The EVE Online community was essentially enraged that the studio was considering micro-transactions, and a huge collection of users logged in and attacked space stations in protest. The player run Council of Stellar Management openly dressed down the developer, basically saying they’d lost sight of their fans.
Senior producer Gylfason admits they were ”too focused on introducing the new technologies into EVE in terms of avatar gameplay, introducing massive new expansions with avatars, with new art and things.” It was done in a bid to weaken the barrier to attracting new players to the space MMO. These new features were something ”that the core community weren’t really excited for but had potential new markets.”
He describes the real problem as being no actual gameplay was behind the new impressive technology. ”…we didn’t really do any gameplay around it, it was just “here are some characters, you can walk around and that’s it.
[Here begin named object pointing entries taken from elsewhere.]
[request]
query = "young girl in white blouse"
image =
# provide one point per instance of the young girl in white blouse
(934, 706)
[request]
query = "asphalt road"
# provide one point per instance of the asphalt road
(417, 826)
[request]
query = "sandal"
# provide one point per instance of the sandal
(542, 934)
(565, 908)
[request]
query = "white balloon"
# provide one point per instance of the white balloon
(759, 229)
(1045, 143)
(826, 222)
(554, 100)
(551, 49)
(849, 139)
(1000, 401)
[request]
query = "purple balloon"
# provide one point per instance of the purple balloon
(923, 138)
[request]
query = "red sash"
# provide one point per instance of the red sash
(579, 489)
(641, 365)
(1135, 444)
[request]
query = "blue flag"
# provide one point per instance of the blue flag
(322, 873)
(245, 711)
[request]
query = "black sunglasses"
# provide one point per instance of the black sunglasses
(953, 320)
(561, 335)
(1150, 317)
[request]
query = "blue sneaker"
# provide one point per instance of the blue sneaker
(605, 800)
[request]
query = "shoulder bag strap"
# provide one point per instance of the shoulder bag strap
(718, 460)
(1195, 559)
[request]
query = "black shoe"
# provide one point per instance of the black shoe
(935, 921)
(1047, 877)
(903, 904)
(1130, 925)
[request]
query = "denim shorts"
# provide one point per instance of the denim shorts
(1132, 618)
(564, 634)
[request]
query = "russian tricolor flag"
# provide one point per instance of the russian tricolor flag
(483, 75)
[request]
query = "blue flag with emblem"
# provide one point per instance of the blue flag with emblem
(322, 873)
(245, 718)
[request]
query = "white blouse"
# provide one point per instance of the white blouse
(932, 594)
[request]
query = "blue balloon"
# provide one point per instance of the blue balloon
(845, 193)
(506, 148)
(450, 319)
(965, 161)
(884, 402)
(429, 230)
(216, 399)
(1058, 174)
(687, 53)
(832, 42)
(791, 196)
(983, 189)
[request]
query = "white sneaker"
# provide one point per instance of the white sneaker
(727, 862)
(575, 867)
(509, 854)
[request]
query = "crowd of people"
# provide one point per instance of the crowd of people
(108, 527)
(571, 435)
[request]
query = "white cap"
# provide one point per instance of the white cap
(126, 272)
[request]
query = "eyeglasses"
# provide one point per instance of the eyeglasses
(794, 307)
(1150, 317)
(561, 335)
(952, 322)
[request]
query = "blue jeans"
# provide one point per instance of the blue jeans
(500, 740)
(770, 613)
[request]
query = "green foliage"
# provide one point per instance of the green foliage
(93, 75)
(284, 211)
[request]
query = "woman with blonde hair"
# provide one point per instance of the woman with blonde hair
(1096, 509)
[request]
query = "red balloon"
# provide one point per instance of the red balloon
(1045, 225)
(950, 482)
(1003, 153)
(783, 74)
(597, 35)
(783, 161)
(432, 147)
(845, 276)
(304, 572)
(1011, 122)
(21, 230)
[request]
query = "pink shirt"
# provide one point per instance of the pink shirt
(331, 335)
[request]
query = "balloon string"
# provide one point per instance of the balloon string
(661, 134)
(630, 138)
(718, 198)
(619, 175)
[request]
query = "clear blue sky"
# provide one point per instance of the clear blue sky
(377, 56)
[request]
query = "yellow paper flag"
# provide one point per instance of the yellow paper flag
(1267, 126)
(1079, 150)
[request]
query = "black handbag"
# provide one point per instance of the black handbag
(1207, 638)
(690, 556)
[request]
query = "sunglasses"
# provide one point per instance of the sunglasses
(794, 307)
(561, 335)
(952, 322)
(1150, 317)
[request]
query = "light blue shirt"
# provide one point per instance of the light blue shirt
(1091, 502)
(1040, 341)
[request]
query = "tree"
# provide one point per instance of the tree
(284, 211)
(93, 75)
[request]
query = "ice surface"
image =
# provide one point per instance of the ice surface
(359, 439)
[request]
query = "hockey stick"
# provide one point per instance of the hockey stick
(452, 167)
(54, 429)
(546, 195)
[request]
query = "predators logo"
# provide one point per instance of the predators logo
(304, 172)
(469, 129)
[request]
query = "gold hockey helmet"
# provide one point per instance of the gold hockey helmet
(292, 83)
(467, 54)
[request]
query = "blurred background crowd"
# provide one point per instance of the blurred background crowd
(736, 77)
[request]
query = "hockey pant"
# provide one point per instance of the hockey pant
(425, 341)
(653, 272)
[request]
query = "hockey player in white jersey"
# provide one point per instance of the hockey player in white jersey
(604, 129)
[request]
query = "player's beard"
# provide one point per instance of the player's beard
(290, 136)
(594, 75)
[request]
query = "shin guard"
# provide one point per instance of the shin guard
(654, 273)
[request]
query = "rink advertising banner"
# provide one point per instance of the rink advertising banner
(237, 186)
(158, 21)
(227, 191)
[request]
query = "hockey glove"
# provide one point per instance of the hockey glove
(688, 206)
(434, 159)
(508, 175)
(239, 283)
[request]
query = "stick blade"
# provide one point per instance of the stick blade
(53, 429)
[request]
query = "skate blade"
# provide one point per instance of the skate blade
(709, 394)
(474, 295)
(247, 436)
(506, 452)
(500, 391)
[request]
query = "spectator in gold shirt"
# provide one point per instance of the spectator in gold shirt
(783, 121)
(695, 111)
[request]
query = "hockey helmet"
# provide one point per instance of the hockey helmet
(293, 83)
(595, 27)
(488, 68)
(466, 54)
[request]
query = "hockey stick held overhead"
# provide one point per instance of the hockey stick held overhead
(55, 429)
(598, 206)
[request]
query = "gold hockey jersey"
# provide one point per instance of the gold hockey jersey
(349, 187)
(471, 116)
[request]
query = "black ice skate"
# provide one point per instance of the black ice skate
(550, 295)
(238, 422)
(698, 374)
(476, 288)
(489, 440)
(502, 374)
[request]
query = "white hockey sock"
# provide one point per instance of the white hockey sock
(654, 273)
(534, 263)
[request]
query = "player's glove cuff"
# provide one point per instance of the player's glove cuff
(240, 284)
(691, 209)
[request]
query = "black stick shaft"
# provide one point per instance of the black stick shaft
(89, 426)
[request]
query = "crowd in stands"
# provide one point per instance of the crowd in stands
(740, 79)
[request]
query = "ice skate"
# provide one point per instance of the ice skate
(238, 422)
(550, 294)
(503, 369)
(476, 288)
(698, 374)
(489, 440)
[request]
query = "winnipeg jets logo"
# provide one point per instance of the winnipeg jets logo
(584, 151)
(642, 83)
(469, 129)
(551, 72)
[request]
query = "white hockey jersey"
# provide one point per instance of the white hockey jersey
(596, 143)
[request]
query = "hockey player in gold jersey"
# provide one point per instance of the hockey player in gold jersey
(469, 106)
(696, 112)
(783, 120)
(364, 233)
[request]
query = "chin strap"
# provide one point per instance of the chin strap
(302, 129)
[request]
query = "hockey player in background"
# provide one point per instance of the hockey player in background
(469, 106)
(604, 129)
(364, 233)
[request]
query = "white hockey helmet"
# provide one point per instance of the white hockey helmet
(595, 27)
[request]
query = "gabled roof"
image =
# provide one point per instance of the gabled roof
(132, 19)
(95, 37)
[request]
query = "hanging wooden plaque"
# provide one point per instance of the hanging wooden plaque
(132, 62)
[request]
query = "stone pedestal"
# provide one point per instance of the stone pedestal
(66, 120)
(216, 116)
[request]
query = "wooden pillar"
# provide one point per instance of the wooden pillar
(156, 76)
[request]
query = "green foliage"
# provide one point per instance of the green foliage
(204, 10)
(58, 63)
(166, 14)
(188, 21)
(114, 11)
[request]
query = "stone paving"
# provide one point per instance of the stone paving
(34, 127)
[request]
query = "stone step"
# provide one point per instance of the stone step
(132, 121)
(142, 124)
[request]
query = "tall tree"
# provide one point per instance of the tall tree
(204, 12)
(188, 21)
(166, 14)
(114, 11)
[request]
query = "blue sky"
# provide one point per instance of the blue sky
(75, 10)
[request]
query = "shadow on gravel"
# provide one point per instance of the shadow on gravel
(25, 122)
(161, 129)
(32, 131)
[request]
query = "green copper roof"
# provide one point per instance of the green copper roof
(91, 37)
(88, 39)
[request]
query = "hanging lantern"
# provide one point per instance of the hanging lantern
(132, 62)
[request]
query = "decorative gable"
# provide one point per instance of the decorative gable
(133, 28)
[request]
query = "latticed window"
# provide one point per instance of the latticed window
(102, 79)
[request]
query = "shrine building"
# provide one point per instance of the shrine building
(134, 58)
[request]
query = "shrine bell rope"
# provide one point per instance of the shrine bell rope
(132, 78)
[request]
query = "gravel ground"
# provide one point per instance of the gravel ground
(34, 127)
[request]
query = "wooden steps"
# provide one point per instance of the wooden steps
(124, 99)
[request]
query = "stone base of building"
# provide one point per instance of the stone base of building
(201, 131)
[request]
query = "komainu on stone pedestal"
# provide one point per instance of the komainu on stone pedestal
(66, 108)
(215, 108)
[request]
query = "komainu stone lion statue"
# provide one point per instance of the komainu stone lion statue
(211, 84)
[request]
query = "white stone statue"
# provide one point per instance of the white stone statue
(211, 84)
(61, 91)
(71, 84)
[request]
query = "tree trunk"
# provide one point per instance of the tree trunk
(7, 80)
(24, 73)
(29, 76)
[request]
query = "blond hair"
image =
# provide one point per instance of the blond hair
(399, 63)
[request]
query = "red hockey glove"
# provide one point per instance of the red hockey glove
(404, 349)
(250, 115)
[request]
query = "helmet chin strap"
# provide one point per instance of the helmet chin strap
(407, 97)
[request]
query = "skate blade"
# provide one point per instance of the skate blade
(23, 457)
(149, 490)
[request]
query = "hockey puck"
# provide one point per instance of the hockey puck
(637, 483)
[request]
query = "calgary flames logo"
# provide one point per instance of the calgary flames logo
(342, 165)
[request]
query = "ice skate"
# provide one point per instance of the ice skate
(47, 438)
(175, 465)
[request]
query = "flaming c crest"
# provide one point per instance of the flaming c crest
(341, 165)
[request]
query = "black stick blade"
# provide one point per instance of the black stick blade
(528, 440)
That’s all you can do, you can walk around inside a small room,” he said.
“Sure it’s a good step to being able to be a person and being able to see your person, but it’s a more important step for that person to be able to do something rather than just walk around. And I think that’s where we ultimately failed.”
This week’s Crucible update for EVE Online adds new spaceships and even addresses problems brought about by the new Captain’s Quarters. “In the months leading up to Incarna, we failed to properly acknowledge the sentiment of the community and I think that’s a lesson we’ve learned extremely hard,” said Gylfason.